After lengthy community input, ideas for Foster City’s newest park, Werder, have been narrowed down to include mostly passive uses that maintain open green spaces.
Werder will be the city’s 22nd park and will be mostly undeveloped without any athletic fields or basketball courts added to it. The city took over the park area, adjacent to State Route 92, from San Mateo County and early proposals included constructing an ice rink or ferry terminal for the property.
Those plans have died, however, and the preferred alternatives for Werder now include a space for mobile concession, picnic tables, benches, limited parking, open space, a maintenance storage area and rest room.
Mayor Pam Frisella, however, is hoping that the property will generate some future revenue for the city from concessions such as bicycle rentals or food sales.
“It is worth looking at since the view is priceless and the price was right,” Frisella wrote the Daily Journal in an email.
The county conveyed the park area to the city at no cost.
A rest room is already on the Werder property but was only open for about six months and will need some refurbishing, said Parks and Recreation Director Kevin Miller. The county closed the park quickly after it opened it because it did not have the funds to maintain it, Miller said.
The city is also moving toward sprucing up Destination Park, the triangular-shaped parcel near Halibut Street that was once considered for a fourth elementary school in the city.
Both parks are accessible from the levee pedway that wraps around Foster City.
Destination is technically considered one of the city’s parks already although it has no amenities, Miller said.
So far, only conceptual preliminary designs have been approved by both the city’s Parks and Recreation Committee and Planning Commission. The City Council will next consider how to approach the parks at a public forum next week.
Early cost estimates to turn both spaces into parks are about $2.2 million with ongoing costs estimated to be about $40,000 a year, mostly to maintain the bathrooms, Miller said.
But Vice Mayor Charlie Bronitsky is not ready to spend that kind of money now on constructing new parks since the city is facing a structural deficit in the coming years.

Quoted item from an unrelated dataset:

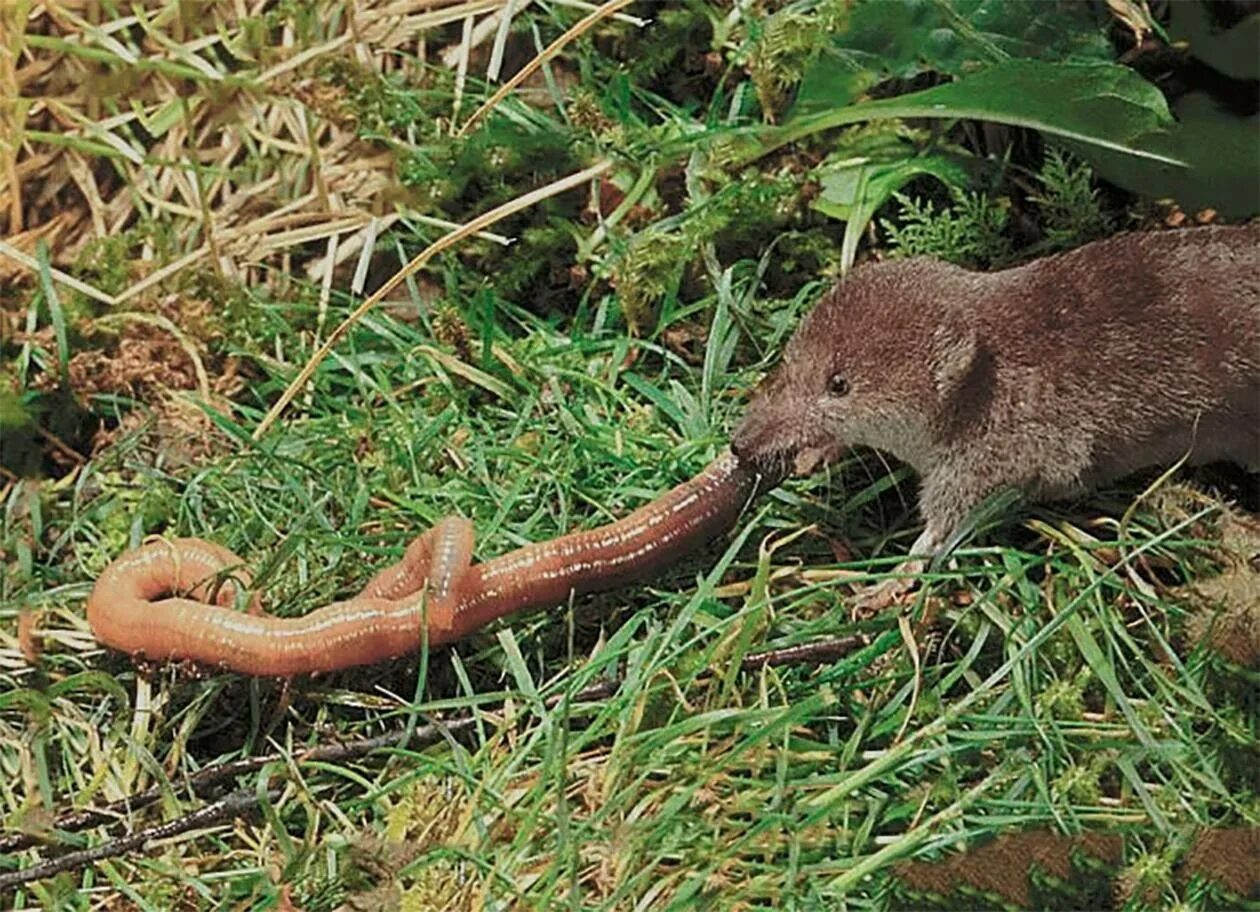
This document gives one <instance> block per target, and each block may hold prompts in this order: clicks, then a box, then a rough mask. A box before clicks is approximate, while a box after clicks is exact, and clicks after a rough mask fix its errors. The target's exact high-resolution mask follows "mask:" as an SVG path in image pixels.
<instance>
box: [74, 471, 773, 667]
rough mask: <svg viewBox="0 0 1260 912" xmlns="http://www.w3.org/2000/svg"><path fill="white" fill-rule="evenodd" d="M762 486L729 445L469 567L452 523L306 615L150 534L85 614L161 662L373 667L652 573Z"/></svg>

“As I have said publicly since the inception of this idea, I do not think it is good timing to be spending city funds on two new parks given the number of parks we have, the financial condition of our city and the fact that we will be able to develop these later should we so choose,” Bronitsky wrote the Daily Journal in an email.
Bronitsky would rather spend city funds on economic development.
“We are already projecting a return to deficit spending in just two years and that does not include any more spending on the development of new parks,” Bronitsky wrote.
Councilman Art Kiesel hopes that if the city does invest in Werder that it generates some money for the city.
Destination Park, however, will likely just be a “destination” from which the city will not realize any income, Kiesel said.
Councilman Herb Perez thinks the 2.6-acre Werder site is a great opportunity for the city to modernize its approach to public spaces and would also like to see amenities and concessions that generate revenue for the city, too. The pier adjacent to the park is still owned by the county.
The public forum is 6:30 p.m., Monday, Oct. 21, City Hall, 620 Foster City Blvd., Foster City.